Diskusi untuk merestorasi perjanjian batas pengembangan bahan nuklir Iran atau JCPOA masih terhambat dan belum menemukan titik terang sampai saat ini. Namun, Amerika Serikat telah kehabisan cara untuk membujuk Iran kembali ke perjanjian tersebut.
Pada hari Kamis, Iran diduga mematikan kamera pengawas yang digunakan oleh pengawas nuklir internasional International Atomic Energy Agency (IAEA) untuk memantau aktivitas di fasilitas nuklir utama Teheran. Hal ini terjadi setelah IAEA mengeluarkan resolusi baru yang gagal menjelaskan temuan jejak uranium di Iran. Langkah itu, kata Kepala IAEA Rafael Grossi memperingatkan, dapat menimbulkan hambatan baru bagi negosiasi kesepakatan nuklir, dilansir dari CNN. Tidak adanya rekaman dari situs nuklir membuat negosiator JCPOA kehilangan data, sehingga “secara teknis tidak mungkin untuk memiliki kesepakatan,” tambah Grossi.
Menurut Grossi, tidak aktifnya kamera pengawas merupakan hal yang sangat serius dan memiliki konsekuensi. Iran juga telah mulai memasang sentrifugal canggih di sebuah cluster di pabrik pengayaan bawah tanah, menurut Reuters. Analis percaya bahwa Teheran mungkin telah mencapai bahan yang dibutuhkan untuk membuat senjata nuklir.
“Sementara AS dan Iran telah berurusan dengan sebagian besar teknis untuk kembali ke kesepakatan nuklir, perbedaan tetap ada di area yang sebagian besarnya merupakan aspek simbolis,” kata Dina Esfandiary, penasihat senior untuk Timur Tengah dan Afrika Utara di Crisis Group. Area simbolis ini mengacu pada tuntutan Iran agar Kors Pengawal Revolusinya dihapus dari daftar organisasi teror.
Semenjak Presiden AS Joe Biden menjabat, ia mengatakan bahwa proses menghidupkan kembali negosiasi ini telah dilakukan, walaupun sampai saat ini kebijakan Biden masih saja gagal dan Iran terus meningkatkan taruhannya dalam melanggar perjanjiannya.
Menurut Wakil Presiden Eksekutif di Quincy Institute Trita Parsi tindakan Iran yang kerap melanggar aturan adalah karena Iran tidak melihat manfaat dari JCPOA sejak 2018. Sementara itu, Biden kehabisan pilihan untuk bahan negosiasi, mengingat AS telah memberikan sanksi kepada Iran di bawah pemerintahan Trump yang mempersulit diskusi JCPOA. Hal ini dapat menyebabkan AS dan sekutunya mempertimbangkan untuk mengejar opsi militer demi merestorasi perjanjian tersebut.

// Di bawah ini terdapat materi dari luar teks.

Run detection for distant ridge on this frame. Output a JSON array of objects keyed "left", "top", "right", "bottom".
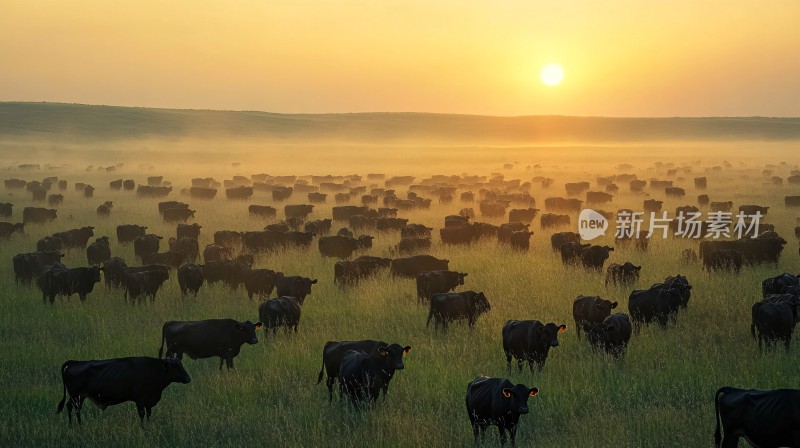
[{"left": 0, "top": 102, "right": 800, "bottom": 144}]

Pada hari Minggu, 26 Juni 2022, Iran dikabarkan telah menguji peluncur satelit Zuljanah untuk kedua kalinya untuk tujuan penelitian, menurut media pemerintah. Mengutip juru bicara kementerian pertahanan, dikatakan bahwa kendaraan satelit itu diluncurkan dengan target suborbital, dan bahwa data yang dikumpulkan dari peluncuran akan menginformasikan peluncuran yang direncanakan ketiga.
Televisi pemerintah Iran juga menayangkan cuplikan peluncuran, yang tampaknya berjalan tanpa masalah, tetapi tidak ada konfirmasi apakah itu berhasil. Peluncuran itu dilakukan setelah berminggu-minggu spekulasi karena gambar satelit muncul untuk menunjukkan bahwa Iran sedang mempersiapkan peluncuran di Pelabuhan Luar Angkasa Imam Khomeini di provinsi Semnan.